III. Execution: Sanctioning Consistently
How a regulated entity implements its sanction policy is just as important as the policy’s content. It is important for a regulated entity to consider whether its sanction policies align with its general disciplinary policies, and how the individuals or departments involved in the sanction processes can work in concert, when appropriate. Regulated entities may also want to consider how sanction policies can be fairly and consistently applied throughout the organization, to all workforce members, including management. Indeed, sanctioning workforce members inconsistently can undermine the integrity of a regulated entity’s compliance program.

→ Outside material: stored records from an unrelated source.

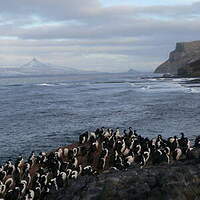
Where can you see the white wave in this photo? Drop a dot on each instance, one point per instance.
(193, 90)
(46, 84)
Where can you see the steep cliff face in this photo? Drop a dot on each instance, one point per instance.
(184, 54)
(191, 70)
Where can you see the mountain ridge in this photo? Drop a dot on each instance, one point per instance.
(184, 54)
(36, 67)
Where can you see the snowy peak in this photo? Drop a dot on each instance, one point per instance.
(35, 63)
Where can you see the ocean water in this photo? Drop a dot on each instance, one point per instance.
(42, 113)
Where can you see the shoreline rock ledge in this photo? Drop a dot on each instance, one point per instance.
(183, 61)
(179, 181)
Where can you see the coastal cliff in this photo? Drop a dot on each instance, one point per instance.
(182, 57)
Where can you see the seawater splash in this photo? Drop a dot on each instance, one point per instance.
(41, 113)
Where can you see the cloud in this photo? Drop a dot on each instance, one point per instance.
(84, 33)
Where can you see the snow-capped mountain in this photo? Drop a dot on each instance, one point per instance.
(36, 67)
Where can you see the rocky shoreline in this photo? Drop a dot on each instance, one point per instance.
(178, 181)
(106, 164)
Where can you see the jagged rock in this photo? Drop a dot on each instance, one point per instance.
(178, 181)
(185, 54)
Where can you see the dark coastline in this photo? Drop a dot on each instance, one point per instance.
(178, 181)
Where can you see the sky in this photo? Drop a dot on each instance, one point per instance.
(100, 35)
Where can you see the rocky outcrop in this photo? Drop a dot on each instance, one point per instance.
(179, 181)
(191, 70)
(184, 54)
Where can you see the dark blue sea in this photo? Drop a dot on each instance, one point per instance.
(42, 113)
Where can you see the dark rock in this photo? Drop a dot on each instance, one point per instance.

In 2017 and 2018, OCR resolved two investigations with regulated entities that potentially violated the HIPAA Rules sanctions requirements. In the first case, OCR found evidence that the regulated entity potentially “impermissibly disclosed the patient’s PHI through press releases issued to fifteen media outlets and/or reporters,” and senior leaders disclosed the patient’s PHI to advocacy groups and in a published statement on their website. OCR also found evidence that the regulated entity potentially “failed to document timely the sanctions imposed against members of its workforce who failed to comply with its privacy policies and procedures or the Privacy Rule.” In the second case, OCR found evidence of a potential violation of the sanction requirements when a workforce member allegedly disclosed PHI to a reporter, and then the regulated entity allegedly failed to apply appropriate sanctions against its Workforce Member who failed to comply with the entity's privacy policies and procedures and the Privacy Rule.”
Sanction policies offer a great opportunity for regulated entities to establish and communicate compliance obligations and expectations to their workforce members. The deterrent effect of penalizing noncompliance and misconduct paired with clear communications about the consequences of noncompliance can promote greater compliance with the HIPAA Rules through accountability, understanding, and transparency. At a time when the need for constant vigilance to protect ePHI is at an all-time high due to hacking and other threats to the privacy and security of health information, regulated entities should make sure that their policies and practices include sanction policies that hold all workforce members accountable for noncompliance with the HIPAA Rules.